Thomas Tuchel took aim at FIFA’s new hydration-break policy as England prepared for its second Group L match, saying the mandatory stoppages interrupted the rhythm of the game and altered how a World Cup match felt on the field. With rain and cooler temperatures forecast for Boston, the England coach argued that the breaks still imposed the same three-minute pause on every one of the tournament’s 104 matches.

FIFA introduced the rule for the 2026 World Cup, which is being staged across Canada, Mexico and the United States in an expanded 48-team format. Each half of every match is scheduled to stop once for three minutes, regardless of weather or whether the stadium is air-conditioned, part of a player-welfare push that FIFA said was shaped by high temperatures and lessons from recent tournaments.

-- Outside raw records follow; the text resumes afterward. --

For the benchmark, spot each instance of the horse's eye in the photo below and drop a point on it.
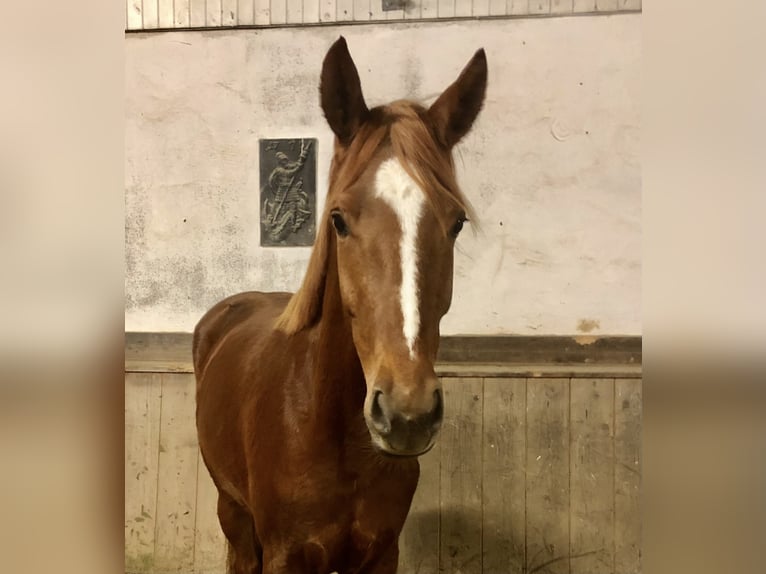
(458, 227)
(339, 224)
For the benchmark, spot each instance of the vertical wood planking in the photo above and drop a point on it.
(583, 6)
(177, 475)
(461, 477)
(547, 501)
(245, 12)
(592, 476)
(278, 11)
(446, 8)
(262, 12)
(213, 13)
(181, 14)
(294, 11)
(143, 398)
(135, 15)
(561, 6)
(627, 476)
(165, 13)
(150, 14)
(228, 12)
(419, 541)
(209, 541)
(429, 8)
(197, 14)
(463, 7)
(345, 10)
(504, 462)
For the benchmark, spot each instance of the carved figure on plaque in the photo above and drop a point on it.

Tuchel, speaking in Foxborough, Massachusetts, before England’s trip to face Ghana in Boston on Wednesday, June 24, 2026, said he was not a fan of the policy. He said the stoppages interrupted momentum and “change the identity” or “character” of a match, adding that the format made games feel closer to four quarters. He also acknowledged that coaches can use the pause to regroup, but said football should flow continuously whenever possible.

AI-generated illustration
AI-generated illustration

The criticism has already surfaced in the stands. England fans jeered the hydration break during the first half of the opening match against Croatia in Dallas, even though that game was played in a roofed, air-conditioned stadium. That reaction underlined how visible the new rule has become in the tournament’s opening days, with the stoppage turning into an early talking point well beyond the technical details of player safety.

Supporters of the policy say the breaks are a fair trade-off in a tournament stretched across three countries and likely to be played in difficult summer conditions. Critics counter that mandatory pauses in every match are different from earlier drinks breaks, which were usually reserved for extreme heat or left to the referee’s discretion. Some broadcasters and fans have also complained that the regular interruptions create extra advertising windows, adding a commercial layer to a rule sold as a welfare measure.

The tension around Tuchel’s remarks points to a broader challenge for the 2026 World Cup: protecting players without draining the intensity that gives the tournament its shape. As heat, scheduling pressure and climate realities become harder to ignore, hydration breaks are emerging as a public sign that football’s biggest event is being forced to adapt.